In addition to all of that, sessions tend to last a long time at Monday. And tabs tend to stay open for several days, for three and more days with a lot of interaction and a lot of dependencies between all of these components and micro-frontends. So our client-side is a sophisticated, complex piece of software running on your browser and some of its dependencies and services have been built and maintained for over than ten years with a lot of Monday developers and external developers contributing code creating this massive piece of software.
This is a real example of a selector that we have. You can see it depends on so many other selectors and each one of them may depend on so many other selectors and each one of them depends on services and utilities and a lot more files, resulting in the fact that this single selector can depend on hundreds of files.
So, what we came out to do. We wanted to break the core, the very hearts and brains of our client-side monolith and doing so while keeping some ground rules. We wanted zero production incidents. We wanted to create no behavioral changes in our application. We wanted to convert everything to TypeScript along the way and to keep the very minimal human friction in the process.
What is that Morphix that is breaking our monolith? To the average developer at Monday, Morphix is creating random pull requests at random times and sends these pull requests to them to review and merge. In this example, you can see a Slack message. Morphix sent these two developers telling them it had done a lot of work for them and now it's up to them to review and merge it.

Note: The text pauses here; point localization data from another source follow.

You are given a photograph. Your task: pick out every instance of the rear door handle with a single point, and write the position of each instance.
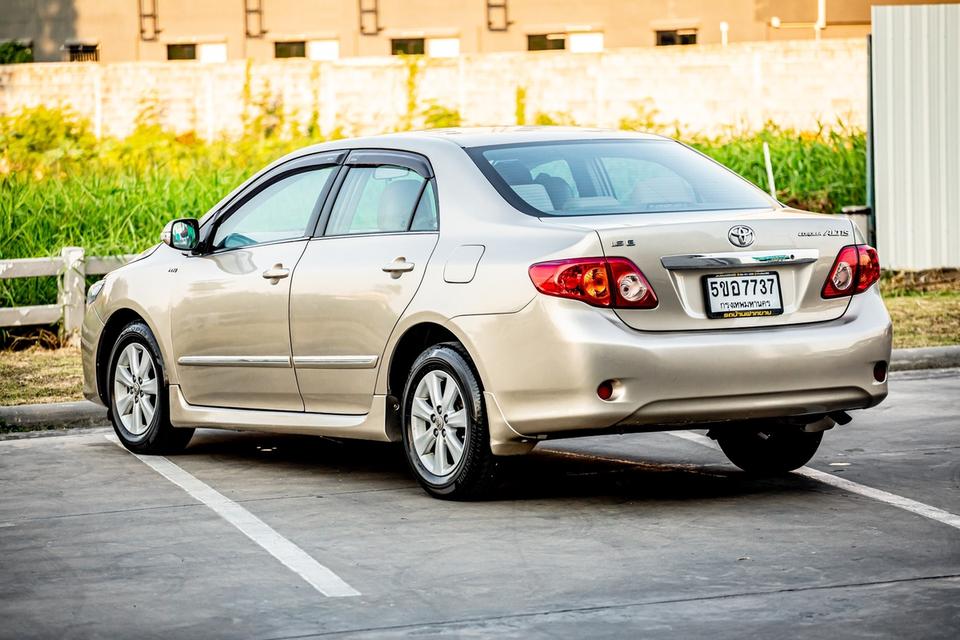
(275, 273)
(398, 267)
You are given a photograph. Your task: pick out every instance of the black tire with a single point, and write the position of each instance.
(159, 437)
(771, 451)
(476, 474)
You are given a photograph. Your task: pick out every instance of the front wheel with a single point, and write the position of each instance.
(770, 451)
(139, 397)
(445, 433)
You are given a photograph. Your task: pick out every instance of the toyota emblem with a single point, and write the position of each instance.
(740, 236)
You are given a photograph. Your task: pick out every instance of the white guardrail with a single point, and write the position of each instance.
(71, 268)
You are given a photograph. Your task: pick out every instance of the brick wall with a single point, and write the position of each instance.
(704, 88)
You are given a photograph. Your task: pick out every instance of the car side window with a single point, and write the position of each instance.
(425, 218)
(376, 200)
(281, 211)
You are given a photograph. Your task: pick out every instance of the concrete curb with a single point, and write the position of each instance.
(55, 415)
(65, 415)
(925, 358)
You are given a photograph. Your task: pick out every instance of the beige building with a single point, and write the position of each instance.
(220, 30)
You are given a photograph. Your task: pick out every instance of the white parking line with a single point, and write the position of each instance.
(892, 499)
(296, 559)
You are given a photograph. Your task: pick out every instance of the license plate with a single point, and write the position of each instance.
(743, 295)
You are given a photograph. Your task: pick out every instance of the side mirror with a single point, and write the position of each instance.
(182, 234)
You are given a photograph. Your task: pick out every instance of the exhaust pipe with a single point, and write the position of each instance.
(840, 417)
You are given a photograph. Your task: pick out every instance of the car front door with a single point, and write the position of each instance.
(358, 275)
(230, 321)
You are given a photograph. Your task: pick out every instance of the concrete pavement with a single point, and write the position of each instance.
(618, 536)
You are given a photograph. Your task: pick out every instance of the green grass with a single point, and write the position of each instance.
(59, 186)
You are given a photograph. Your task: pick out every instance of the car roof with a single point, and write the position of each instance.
(467, 137)
(483, 136)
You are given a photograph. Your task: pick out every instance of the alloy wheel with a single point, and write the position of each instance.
(438, 423)
(135, 388)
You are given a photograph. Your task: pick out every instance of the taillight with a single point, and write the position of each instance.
(601, 282)
(856, 268)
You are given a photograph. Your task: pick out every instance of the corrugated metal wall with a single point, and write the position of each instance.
(916, 132)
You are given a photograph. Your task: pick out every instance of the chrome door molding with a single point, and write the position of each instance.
(734, 259)
(275, 362)
(335, 362)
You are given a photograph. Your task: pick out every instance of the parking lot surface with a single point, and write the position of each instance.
(619, 536)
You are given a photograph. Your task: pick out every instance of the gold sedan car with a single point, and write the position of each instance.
(474, 292)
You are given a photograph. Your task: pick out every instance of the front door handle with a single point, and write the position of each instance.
(275, 273)
(398, 267)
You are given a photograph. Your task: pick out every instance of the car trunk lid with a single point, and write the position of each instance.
(677, 252)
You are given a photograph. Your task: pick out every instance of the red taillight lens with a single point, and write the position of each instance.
(856, 268)
(601, 282)
(869, 267)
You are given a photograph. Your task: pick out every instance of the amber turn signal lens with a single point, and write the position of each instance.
(605, 390)
(601, 282)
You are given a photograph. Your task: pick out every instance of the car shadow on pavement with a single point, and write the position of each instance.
(544, 474)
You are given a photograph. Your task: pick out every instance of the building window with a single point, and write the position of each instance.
(676, 36)
(407, 46)
(588, 42)
(181, 52)
(290, 49)
(443, 47)
(547, 42)
(323, 49)
(81, 52)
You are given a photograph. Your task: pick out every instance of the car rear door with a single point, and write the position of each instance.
(230, 319)
(359, 274)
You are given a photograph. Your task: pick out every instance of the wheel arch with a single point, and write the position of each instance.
(112, 327)
(412, 342)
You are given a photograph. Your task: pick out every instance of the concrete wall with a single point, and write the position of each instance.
(704, 89)
(115, 24)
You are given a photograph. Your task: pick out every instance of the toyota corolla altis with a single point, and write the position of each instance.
(474, 292)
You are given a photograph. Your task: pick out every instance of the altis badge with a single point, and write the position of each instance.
(826, 233)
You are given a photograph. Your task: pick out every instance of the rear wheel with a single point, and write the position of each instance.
(139, 406)
(445, 433)
(770, 451)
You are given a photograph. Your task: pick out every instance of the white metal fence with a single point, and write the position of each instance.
(916, 134)
(71, 268)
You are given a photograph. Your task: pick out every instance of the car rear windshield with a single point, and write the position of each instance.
(597, 177)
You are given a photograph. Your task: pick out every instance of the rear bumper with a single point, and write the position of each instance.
(542, 365)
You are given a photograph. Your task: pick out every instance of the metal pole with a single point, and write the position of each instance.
(769, 165)
(871, 187)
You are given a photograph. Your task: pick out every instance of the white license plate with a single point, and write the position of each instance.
(743, 295)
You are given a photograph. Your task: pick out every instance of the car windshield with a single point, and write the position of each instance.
(598, 177)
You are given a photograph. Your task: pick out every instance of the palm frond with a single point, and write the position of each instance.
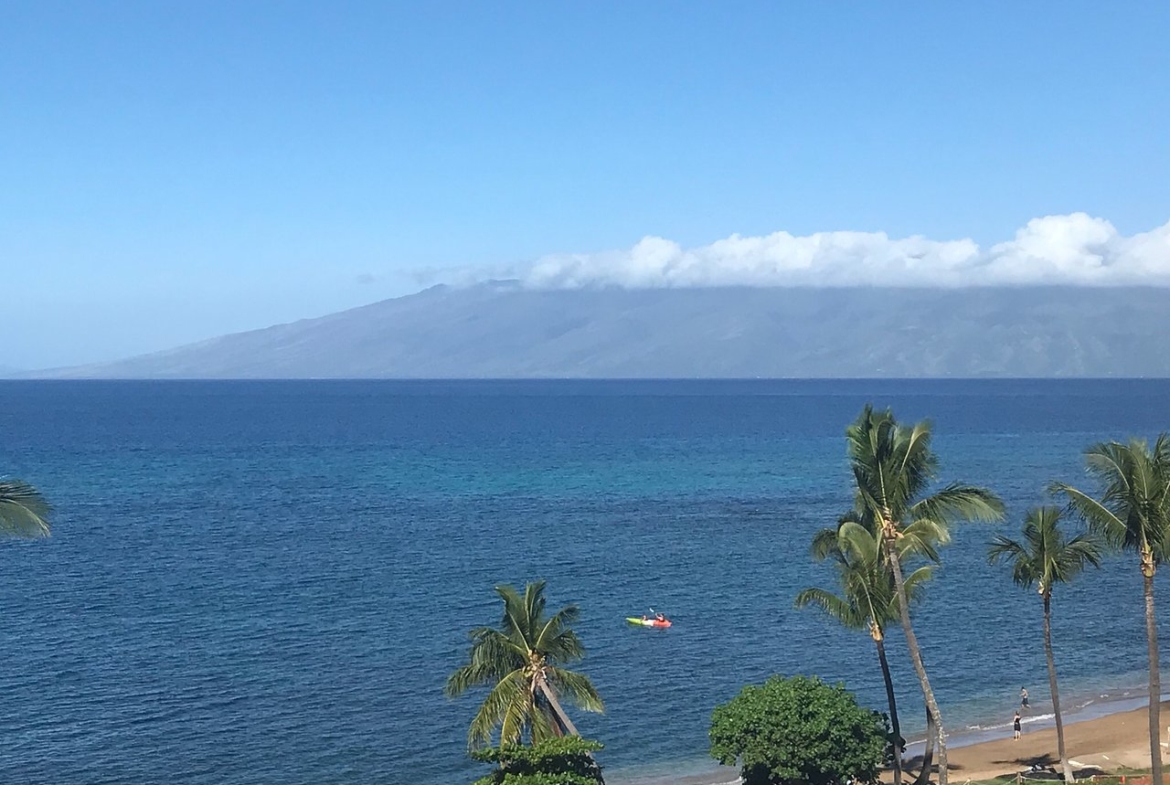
(841, 611)
(23, 510)
(509, 701)
(577, 689)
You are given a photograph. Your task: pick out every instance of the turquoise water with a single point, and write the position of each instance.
(269, 582)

Now how to pick the right file to extract. Just like in the Jenga game, you need to know which brick you can extract without breaking the entire tower. We don't want our product to crash. But if you ever played Jenga, you know that eventually the tower must fall. When extracting files, if you just pick a random file and you want to take it out of the monolith to extract it somewhere else, you know you can't just take it out because it has dependencies and it has other blockers that must be solved before that specific file must be handled.

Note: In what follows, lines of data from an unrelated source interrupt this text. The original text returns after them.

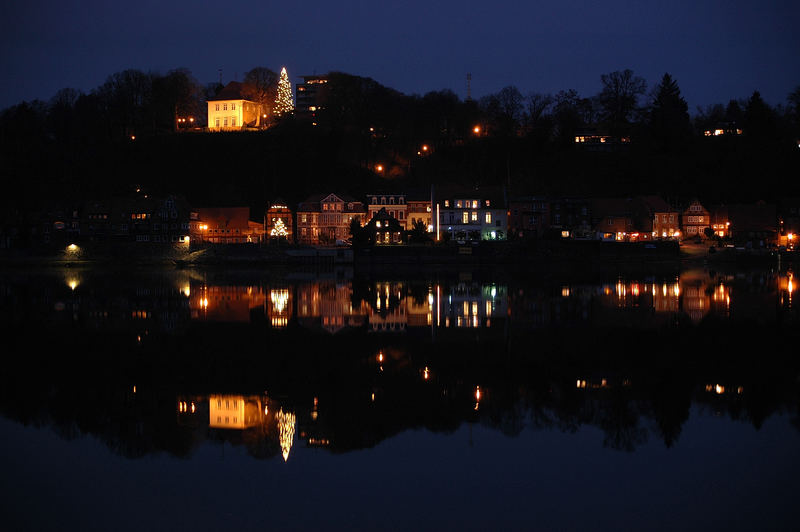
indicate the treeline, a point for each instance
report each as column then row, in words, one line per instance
column 82, row 143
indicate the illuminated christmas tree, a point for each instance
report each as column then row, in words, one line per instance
column 283, row 102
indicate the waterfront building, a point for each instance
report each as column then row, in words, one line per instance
column 325, row 218
column 394, row 204
column 695, row 220
column 225, row 225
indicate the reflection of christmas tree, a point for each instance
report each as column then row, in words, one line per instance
column 279, row 229
column 283, row 102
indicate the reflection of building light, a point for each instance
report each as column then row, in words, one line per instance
column 286, row 423
column 279, row 299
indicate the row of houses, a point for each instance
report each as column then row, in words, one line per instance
column 445, row 213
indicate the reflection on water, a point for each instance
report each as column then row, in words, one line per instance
column 350, row 363
column 389, row 306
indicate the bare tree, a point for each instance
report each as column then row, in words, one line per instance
column 618, row 98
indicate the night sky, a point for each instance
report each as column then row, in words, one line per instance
column 717, row 50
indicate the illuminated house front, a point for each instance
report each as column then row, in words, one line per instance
column 230, row 110
column 278, row 221
column 695, row 220
column 225, row 225
column 394, row 204
column 469, row 214
column 325, row 218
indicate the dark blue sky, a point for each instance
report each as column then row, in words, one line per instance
column 717, row 50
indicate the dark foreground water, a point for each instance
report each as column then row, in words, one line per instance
column 208, row 400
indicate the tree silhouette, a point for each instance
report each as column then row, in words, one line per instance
column 669, row 114
column 618, row 99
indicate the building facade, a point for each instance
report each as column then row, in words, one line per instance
column 231, row 110
column 324, row 219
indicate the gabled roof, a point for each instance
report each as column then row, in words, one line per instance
column 232, row 91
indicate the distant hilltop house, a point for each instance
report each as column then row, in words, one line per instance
column 311, row 96
column 231, row 110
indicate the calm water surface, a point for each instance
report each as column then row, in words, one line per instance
column 204, row 400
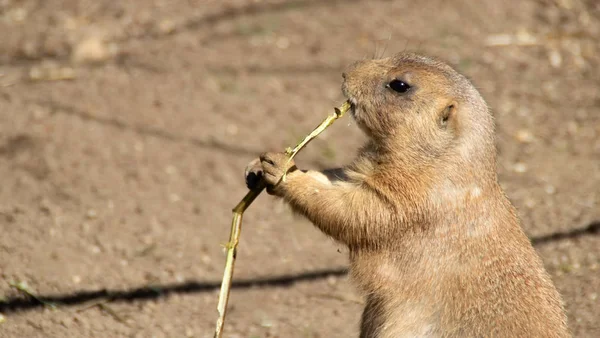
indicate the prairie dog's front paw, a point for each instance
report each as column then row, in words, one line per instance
column 253, row 173
column 274, row 165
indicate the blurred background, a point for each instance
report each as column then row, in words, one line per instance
column 125, row 127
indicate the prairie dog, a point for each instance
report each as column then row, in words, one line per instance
column 435, row 245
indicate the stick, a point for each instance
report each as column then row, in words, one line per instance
column 238, row 211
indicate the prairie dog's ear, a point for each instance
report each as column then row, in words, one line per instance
column 447, row 115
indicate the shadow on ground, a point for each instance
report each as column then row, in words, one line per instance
column 18, row 304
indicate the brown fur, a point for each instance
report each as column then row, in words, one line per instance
column 434, row 242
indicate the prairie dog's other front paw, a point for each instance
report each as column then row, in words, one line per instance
column 274, row 165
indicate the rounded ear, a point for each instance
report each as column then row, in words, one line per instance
column 447, row 114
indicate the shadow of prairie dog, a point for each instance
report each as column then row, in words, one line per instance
column 434, row 243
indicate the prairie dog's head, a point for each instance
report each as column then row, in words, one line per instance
column 418, row 102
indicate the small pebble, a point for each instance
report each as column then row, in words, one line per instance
column 167, row 26
column 174, row 198
column 92, row 50
column 524, row 136
column 520, row 167
column 91, row 214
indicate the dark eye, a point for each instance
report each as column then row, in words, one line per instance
column 398, row 86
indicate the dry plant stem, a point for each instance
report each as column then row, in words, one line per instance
column 238, row 211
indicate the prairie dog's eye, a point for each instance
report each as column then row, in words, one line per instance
column 398, row 86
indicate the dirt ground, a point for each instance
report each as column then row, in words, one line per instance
column 125, row 127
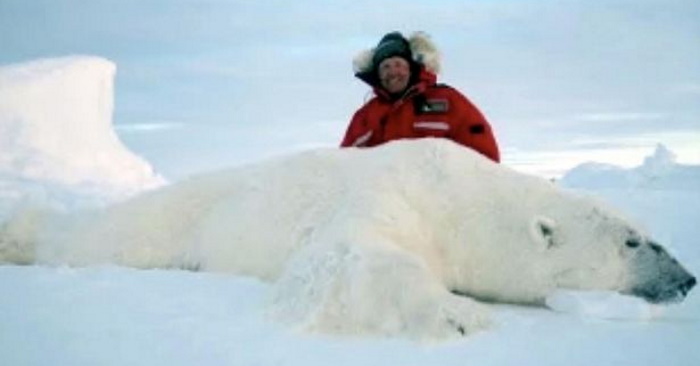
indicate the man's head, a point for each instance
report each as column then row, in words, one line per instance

But if we could just take out the bricks from the top of the tower, that would be much easier game to play. And eventually, for our monolith, we found how to do so. We created the Morphix analyzer which is a static deterministic tool using an AST under the hood that traverses the entire code base and builds a huge dependency tree. And its leaves are just like the top of the tower. It is free for extraction. And after the analyzer runs, we take all of the data, all of the migration data, the dependencies, complexity, and all of the other relevant data and we just threw it to a Monday board.
And now, with the board, Morphix and us have clear visibility on the extraction progress, status, and order, creating an amazing human agent collaboration where human and agents are working together on the same board towards the same goal. And with this board as a sink in place, we now enable Morphix to run parallelly extracting multiple files simultaneously. So let's see how we can extract a single file, a single block out of the monolith. We just go to Claude, of course, and we say hey, Claude, please take this file out of the monolith. And as we said, we want to also convert it to TypeScript. This is what the prompt looked like, like a one-liner.